Finalmente anche in Italia si parla di quanto sta accadendo in Nicaragua, certo senza approfondimenti, però è un inizio ed i Nicaraguensi hanno un gran bisogno di audience internazionale.
Dal 19 Aprile, infatti, hanno alzato la testa e cominciato a protestare contro il governo corrotto e liberticida. A rompere la diga del malcontento è stato un aumento dei contributi richiesti ai lavoratori insieme ad una diminuzione delle pensioni. Sono così iniziate manifestazioni pacifiche in ogni città. Ed il governo, colto di sorpresa da questa reazione, non ha saputo che reprimere le proteste con violenza.

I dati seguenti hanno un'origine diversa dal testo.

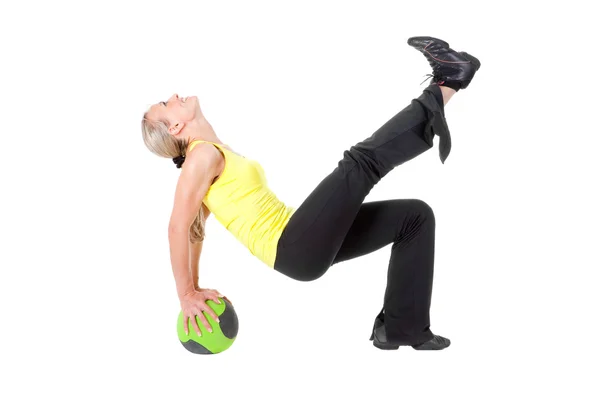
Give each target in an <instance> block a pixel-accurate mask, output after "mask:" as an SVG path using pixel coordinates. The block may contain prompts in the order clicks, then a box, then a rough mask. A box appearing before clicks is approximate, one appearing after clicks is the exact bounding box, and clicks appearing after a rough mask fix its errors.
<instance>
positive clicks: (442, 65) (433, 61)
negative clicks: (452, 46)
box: [408, 36, 481, 89]
mask: <svg viewBox="0 0 600 400" xmlns="http://www.w3.org/2000/svg"><path fill="white" fill-rule="evenodd" d="M408 44H409V45H410V46H412V47H414V48H415V49H417V50H419V51H420V52H421V53H423V54H424V55H425V57H426V58H427V61H429V65H431V68H432V69H433V74H429V75H428V76H431V77H432V79H431V84H432V85H433V84H437V85H442V84H444V83H446V82H453V83H457V84H459V85H460V88H461V89H466V88H467V86H469V83H471V80H472V79H473V76H475V72H476V71H477V70H478V69H479V67H481V63H480V62H479V60H478V59H477V58H475V57H473V56H472V55H470V54H468V53H466V52H464V51H462V52H457V51H454V50H452V49H451V48H450V46H449V45H448V43H447V42H444V41H443V40H440V39H436V38H434V37H429V36H414V37H411V38H410V39H408Z"/></svg>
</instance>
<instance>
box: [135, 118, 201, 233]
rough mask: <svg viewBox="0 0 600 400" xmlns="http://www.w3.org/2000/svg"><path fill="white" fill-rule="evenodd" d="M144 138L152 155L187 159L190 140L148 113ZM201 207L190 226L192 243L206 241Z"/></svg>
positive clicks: (144, 127) (166, 123)
mask: <svg viewBox="0 0 600 400" xmlns="http://www.w3.org/2000/svg"><path fill="white" fill-rule="evenodd" d="M142 138H143V139H144V144H145V145H146V147H147V148H148V150H150V151H151V152H152V153H154V154H156V155H157V156H160V157H165V158H171V159H173V158H175V157H180V156H183V157H185V155H186V152H187V148H188V145H189V139H188V140H185V139H178V138H175V137H173V135H171V134H170V133H169V122H168V121H164V120H159V121H154V120H151V119H148V113H147V112H146V113H145V114H144V118H143V119H142ZM202 209H203V207H200V211H199V212H198V215H197V216H196V218H195V219H194V222H193V223H192V225H191V226H190V232H189V234H190V241H191V242H192V243H198V242H202V241H203V240H204V212H203V210H202Z"/></svg>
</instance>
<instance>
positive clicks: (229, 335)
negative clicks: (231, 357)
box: [177, 298, 238, 354]
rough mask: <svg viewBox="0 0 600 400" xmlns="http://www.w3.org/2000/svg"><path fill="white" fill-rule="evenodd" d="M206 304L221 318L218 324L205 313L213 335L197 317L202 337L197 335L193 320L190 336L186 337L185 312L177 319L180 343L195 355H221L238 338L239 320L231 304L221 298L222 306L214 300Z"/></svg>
mask: <svg viewBox="0 0 600 400" xmlns="http://www.w3.org/2000/svg"><path fill="white" fill-rule="evenodd" d="M206 304H208V306H209V307H210V308H212V309H213V310H214V311H215V314H217V315H218V316H219V321H220V322H217V321H215V320H214V319H213V318H212V317H211V316H210V315H208V314H207V313H206V312H205V313H204V316H205V317H206V320H207V321H208V323H209V324H210V326H211V327H212V330H213V331H212V333H211V332H209V331H208V330H207V329H206V327H205V326H204V324H203V323H202V322H201V321H200V319H199V318H198V317H196V321H197V322H198V327H199V328H200V332H201V333H202V336H198V334H197V333H196V329H195V328H194V327H193V324H192V319H191V318H190V320H189V327H188V328H189V332H190V334H189V336H186V334H185V331H184V330H183V311H180V312H179V318H178V319H177V336H178V337H179V341H180V342H181V344H182V345H183V347H185V348H186V349H187V350H188V351H190V352H192V353H194V354H216V353H220V352H222V351H225V350H227V349H228V348H229V347H230V346H231V345H232V344H233V342H234V341H235V338H236V337H237V332H238V318H237V314H236V313H235V310H234V309H233V306H232V305H231V303H230V302H228V301H227V300H225V299H223V298H221V304H217V303H215V302H214V301H212V300H207V301H206Z"/></svg>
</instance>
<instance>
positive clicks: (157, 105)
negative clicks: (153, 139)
mask: <svg viewBox="0 0 600 400" xmlns="http://www.w3.org/2000/svg"><path fill="white" fill-rule="evenodd" d="M201 115H202V112H201V111H200V104H198V98H197V97H196V96H190V97H179V95H177V94H174V95H173V96H171V97H170V98H169V100H167V101H161V102H160V103H157V104H154V105H153V106H152V107H150V110H149V111H148V114H147V116H148V118H149V119H152V120H157V121H158V120H163V121H169V123H170V124H171V125H175V124H178V123H179V124H181V123H183V125H185V124H187V123H188V122H190V121H193V120H194V119H195V118H198V117H200V116H201Z"/></svg>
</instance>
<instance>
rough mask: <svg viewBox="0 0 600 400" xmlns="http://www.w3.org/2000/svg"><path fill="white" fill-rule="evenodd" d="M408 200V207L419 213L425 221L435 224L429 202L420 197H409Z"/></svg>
mask: <svg viewBox="0 0 600 400" xmlns="http://www.w3.org/2000/svg"><path fill="white" fill-rule="evenodd" d="M409 202H410V205H409V208H410V210H411V211H412V212H413V213H415V214H417V215H419V217H421V218H422V219H423V220H424V221H425V222H427V223H430V224H433V225H435V213H434V212H433V208H431V206H430V205H429V204H427V203H426V202H425V201H423V200H421V199H411V200H409Z"/></svg>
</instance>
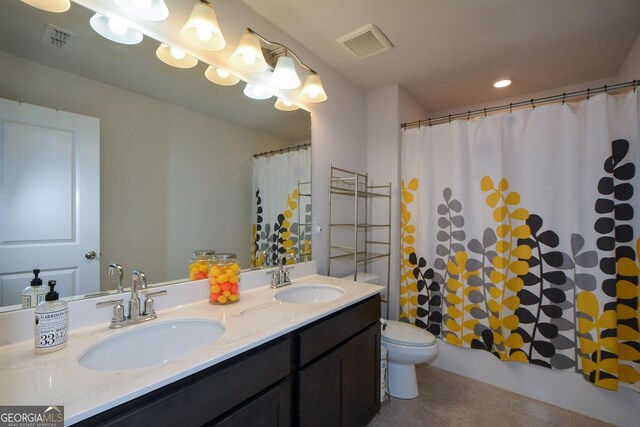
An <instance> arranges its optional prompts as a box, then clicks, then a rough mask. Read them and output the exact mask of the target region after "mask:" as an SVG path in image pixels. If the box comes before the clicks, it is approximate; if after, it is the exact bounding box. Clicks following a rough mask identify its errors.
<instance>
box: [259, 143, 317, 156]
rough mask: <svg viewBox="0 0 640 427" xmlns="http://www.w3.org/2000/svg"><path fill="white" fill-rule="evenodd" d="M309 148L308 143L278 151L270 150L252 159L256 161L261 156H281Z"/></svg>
mask: <svg viewBox="0 0 640 427" xmlns="http://www.w3.org/2000/svg"><path fill="white" fill-rule="evenodd" d="M309 147H311V144H310V143H307V144H300V145H293V146H291V147H285V148H280V149H279V150H271V151H265V152H263V153H258V154H254V155H253V158H254V159H257V158H258V157H263V156H273V155H274V154H282V153H288V152H290V151H298V150H305V149H307V148H309Z"/></svg>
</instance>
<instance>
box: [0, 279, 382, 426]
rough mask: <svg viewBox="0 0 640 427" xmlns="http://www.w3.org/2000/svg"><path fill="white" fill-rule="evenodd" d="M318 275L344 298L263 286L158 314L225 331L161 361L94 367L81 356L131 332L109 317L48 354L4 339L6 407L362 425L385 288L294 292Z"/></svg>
mask: <svg viewBox="0 0 640 427" xmlns="http://www.w3.org/2000/svg"><path fill="white" fill-rule="evenodd" d="M261 274H262V275H264V272H262V273H261ZM319 281H322V283H325V284H327V285H328V286H332V287H335V288H337V289H341V292H343V293H344V295H341V297H340V298H337V299H335V300H332V301H327V302H321V303H299V304H296V303H285V302H282V301H280V300H278V295H277V293H278V292H279V290H272V289H270V288H268V287H267V286H265V287H260V288H257V289H252V290H248V291H244V292H243V295H242V299H241V301H240V302H239V303H237V304H233V305H231V306H228V307H224V308H223V307H216V306H211V305H210V304H208V303H207V302H206V301H200V302H195V303H192V304H186V305H180V306H178V307H175V308H170V309H166V310H159V313H158V318H159V319H161V321H162V322H170V321H172V319H173V320H174V321H180V320H181V319H185V318H197V319H205V318H206V319H210V320H214V321H216V322H219V323H220V324H221V325H223V326H224V328H225V333H224V336H223V337H222V338H220V339H219V341H217V342H215V343H214V344H212V345H210V346H207V347H206V348H203V349H201V350H198V351H196V352H194V353H192V354H189V355H187V356H184V357H181V358H177V359H176V360H171V361H169V362H168V363H163V364H160V365H154V366H148V367H142V368H138V369H130V370H106V369H105V370H99V369H98V370H92V369H87V368H85V367H84V366H82V365H81V364H80V363H78V361H79V360H80V359H81V358H82V356H83V354H86V352H87V351H88V350H89V349H91V348H92V347H95V345H96V343H100V342H104V341H105V340H107V341H108V340H109V339H113V338H114V337H116V338H117V337H118V334H122V333H123V331H113V330H109V329H107V325H108V322H107V323H105V324H102V325H99V326H95V327H91V328H86V329H83V330H80V331H78V332H77V333H75V334H74V333H72V334H71V336H70V341H69V346H68V348H67V349H65V350H62V351H59V352H56V353H51V354H49V355H44V357H38V356H36V355H34V354H33V349H32V348H31V347H32V343H31V345H29V343H17V344H14V345H10V346H4V347H0V371H1V372H2V374H3V382H2V384H1V385H0V394H1V395H2V396H3V399H2V400H3V402H2V403H3V404H23V405H27V404H43V405H45V404H46V405H49V404H51V405H53V404H57V405H64V406H65V425H79V426H81V425H114V426H115V425H166V426H175V425H180V426H191V425H193V426H200V425H221V426H252V425H255V426H258V425H259V426H288V425H301V426H315V425H317V426H330V425H331V426H333V425H343V426H360V425H363V426H365V425H367V423H368V422H369V421H370V420H371V419H372V418H373V416H374V415H375V414H376V413H377V412H378V410H379V407H380V406H379V405H380V404H379V401H380V396H379V391H380V326H379V318H380V297H379V291H380V288H379V287H377V286H372V285H365V284H361V283H356V282H352V281H349V280H344V279H336V278H330V277H324V276H317V275H313V276H305V277H303V278H301V279H297V280H294V284H293V285H290V289H295V288H296V287H304V286H305V283H306V284H317V283H319ZM185 285H186V286H191V287H193V286H200V284H196V283H193V282H191V283H188V284H185ZM202 286H203V289H204V290H205V291H206V290H207V289H208V285H207V284H206V283H203V285H202ZM172 291H173V290H172V289H169V293H168V295H167V296H168V297H171V295H172ZM203 295H206V293H205V292H203ZM163 298H166V297H163ZM158 302H160V299H159V300H158ZM93 305H95V303H93ZM71 316H72V318H73V307H72V309H71ZM156 321H158V320H153V321H151V322H149V324H150V325H151V324H153V322H156ZM0 323H1V322H0ZM143 327H146V326H143ZM132 328H138V326H133V327H132ZM125 329H126V328H125ZM166 345H167V346H171V345H172V344H171V343H166ZM122 357H123V358H126V357H128V354H127V351H126V349H123V352H122Z"/></svg>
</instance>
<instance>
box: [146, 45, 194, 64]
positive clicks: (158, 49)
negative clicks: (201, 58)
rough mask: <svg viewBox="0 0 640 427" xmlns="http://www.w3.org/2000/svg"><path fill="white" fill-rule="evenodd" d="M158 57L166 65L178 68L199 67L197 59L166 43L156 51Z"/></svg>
mask: <svg viewBox="0 0 640 427" xmlns="http://www.w3.org/2000/svg"><path fill="white" fill-rule="evenodd" d="M156 56H157V57H158V58H159V59H160V60H161V61H162V62H164V63H165V64H167V65H171V66H172V67H176V68H193V67H195V66H196V65H198V60H197V59H196V58H194V57H193V56H191V55H187V54H186V53H184V52H183V51H182V50H180V49H178V48H177V47H172V46H169V45H168V44H165V43H161V44H160V46H159V47H158V49H157V50H156Z"/></svg>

La Commissione Interamericana per i Diritti Umani ha concluso a metà Maggio la sua indagine in Nicaragua ed ha rilevato che i morti sono stati 76, in gran parte studenti universitari. Settantasei persone, in un Paese con sei milioni di abitanti, in proporzione, sono come 760 persone in un Paese come l’Italia con sessanta milioni di abitanti. Un’enormità (e, comunque, anche due sarebbero due di troppo).
Per non parlare dei detenuti torturati e della cosa che quasi trovo più aberrante: agli ospedali sarebbe stato dato l’ordine di negare le cure ai feriti.
I vescovi del Paese si erano uniti al “tavolo del dialogo” per la pace, ma se ne sono chiamati fuori dopo poco (come altri rappresentanti della società civile) non ritenendo ragionevole sedere ad un tavolo a parlare di giustizia, quando nelle strade la polizia continua ad ammazzare la gente.
Il 30 Maggio, el Dia de la Madre, si è tenuta una enorme marcia pacifica, la Marcha de las Madres de Abril, durante la quale, ancora, ci sono stati morti, molti feriti e desaparecidos.
I morti, ad oggi, sono 127.
In questo clima, i Nicaraguensi si sono abbracciati ancora più forte e si susseguono storie di grande solidarietà.
A Granada è stato saccheggiato un piccolo salone di bellezza di successo. Molti hotel ma anche ristoranti hanno aperto le porte alla titolare e alle sue dipendenti per farle lavorare, itineranti, in modo da rimettersi in piedi.
Una libreria storica è andata in gran parte in cenere (in realtà l’incendio pare sia stato causato da un corto circuito) ed ha chiuso i battenti. I proprietari hanno ripulito ed asciugato la merce salvata ed un panificio-pasticceria affacciato sulla strada più frequentata ha offerto uno spazio per poter vendere i libri rimasti.
E così al ristorante si può fare la manicure e al panificio acquistare libri e tutti hanno una seconda possibilità.
Un’anziana signora che vendeva bibite per strada ha offerto tutta la sua merce ai manifestanti per solidarietà. E lei, che non aveva nient’altro, è diventata eroina e la sua foto campeggia ovunque come esempio.
Le è stata regalata una giornata di trucco e parrucco come forse non aveva mai avuto nella sua vita. Ma, soprattutto, tra la gente, è nato un movimento spontaneo per costruirle una casetta sicura e più dignitosa della baracca in cui viveva.
Gli anziani, qui, hanno già vissuto il dolore e il sangue quarant’anni fa, sostengono i giovani nella loro lotta per un Paese libero e sperano che non abbiano a ripetersi le stesse nefandezze.
Noi siamo arrivati in Nicaragua il 20 Aprile – durante il nostro viaggio abbiamo dovuto fare alcuni aggiustamenti all’itinerario, ma non abbiamo avuto alcun problema.
Abbiamo ritrovato intatta la gentilezza e ancor più grande la fierezza dei Nicaraguensi. E il mio cuore si spezza se penso a quanto dolore e orrore potrebbero ancora subire prima di essere liberi.